La vileza con la que parte, administrativa o civil, de nuestra sociedad responde ante la cultura, en un boicot al compromiso maquillado por la propia admiración de los monumentos, es uno de los peores males que nos gobiernan. La ignorancia vuelve a destellar con su miseria. Y ha sido, irónicamente, durante su restauración cuando las llamas tuvieron lugar. Existen los errores humanos. Un fallo lo tiene cualquiera. Pero ningún fallo es justificado en algunas y muy delicadas ocasiones. Protocolos de seguridad por simpatía con el afectado, debieron cumplirse con extrema cautela y así hoy yo no estaría escribiendo sobre esto, detonante suficiente como para hablar de la precaria atención que reciben los tesoros artísticos que la historia nos ha legado a lo ancho y largo del mundo. 

Notre Dame, brazo fuerte de Francia, vio desangrarse París en plena revolución a toque de guillotina; al Papa Pío VII consagrar como emperador a Napoleón; reyes coronados y enterrados; ser custodia de la corona de espinas de cristo y la túnica de San Luís; incluso ser hogar del jorobado más entrañable, a la sazón de Víctor Hugo (ahí, presagio de lo ocurrido, sí la salva de las llamas) Ni los nazis la doblegaron. Y hoy, en días de calma y serenidad salta la chispa en un inesperado incendio que devasta la catedral. Ante la conmoción, el mundo entero arropa y financia una íntegra reconstrucción, los millonarios abanderan la noble causa para que este mal día sea una anécdota que no atraviese el futuro. Si ese ánimo por amor al arte y a la patria no fuese a posteriori, el Sena no recogería las lágrimas de sus paisanos. Servirá de golpe de efecto para proteger con mayor ahínco las obras patrimoniales que en desuso o en desobediencia con la obligación, esta sociedad relega al olvido y confía en que lo que siempre ha estado siga estando, como si el tiempo osara en el capricho de bendecirlos.

Si el gobierno de Nasser no hubiera cumplido con su deber de proteger Abu Simbel de la subida del Nilo, pidiendo ayuda internacional, otra gran obra de la humanidad habría desaparecido.
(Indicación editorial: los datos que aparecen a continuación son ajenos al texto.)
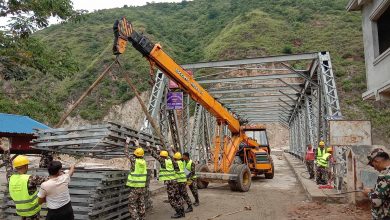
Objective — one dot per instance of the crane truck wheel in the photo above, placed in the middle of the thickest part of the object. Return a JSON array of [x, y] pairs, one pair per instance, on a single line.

Si Brasil hubiera sido competente con su Museo Nacional, las llamas no habrían calcinado la casi totalidad de su colección. Si la ignorancia más abrupta no fuera un peligro inmediato para los que  no pueden protegerse por sí mismos, hoy, la Palmira de Zenobia no habría sido arrasada por el Estado Islámico. La cara actual del Coliseo no es casualidad, ni tampoco el desbordado quehacer por proteger el vasto número de palacetes y reliquias italianas en orfandad. En la misma cuerda penden todos estos fracasos humanos para con su patrimonio.

En tierra propia, si las Cuevas de Altamira o la Alhambra de Granada no precisaran de la atención y cuidado exquisito para su conservación, nada de eso seguiría en pie. Si el gobierno de la república, en agosto del 36, en un evidente sálvese quien pueda, no hubiera hecho una Junta de protección para el patrimonio y no hubiera empaquetado el Museo del Prado y puesto en camino de refugios más seguros, hoy España tendría menos razones para sentirse orgullosa. No sería la primera vez que Las Meninas estarían en jaque. Cuando casualmente un incendio devoró el antiguo Alcázar Real de Madrid, ellas ya estaban desalojadas. 

Berlín, Dresde, Colonia, Budapest, Guernika, Varsovia, Manila, Rótterdam, Alepo, Beirut o Bagdad han conocido el desastre de la devastación y la entera destrucción. Sus rostros sintieron la herida que anoche desangró París. No podemos dejar al azar la vida de los monumentos, no debemos permitir su deterioro ni abandono. No hay que esperar a que se incendien ocho siglos para darnos cuenta de la riqueza que perdemos. La extinción es unilateralmente la consecuencia de nuestra negligencia. Que no quede un vacío asistencial, que exista un compromiso más fructífero y una atención gubernamental con la calidad suficiente a las exigencias requeridas. Que el público general se involucre, empatice y conozca este legado. Sólo de esta manera no volverá a haber otra Notre Dame en llamas.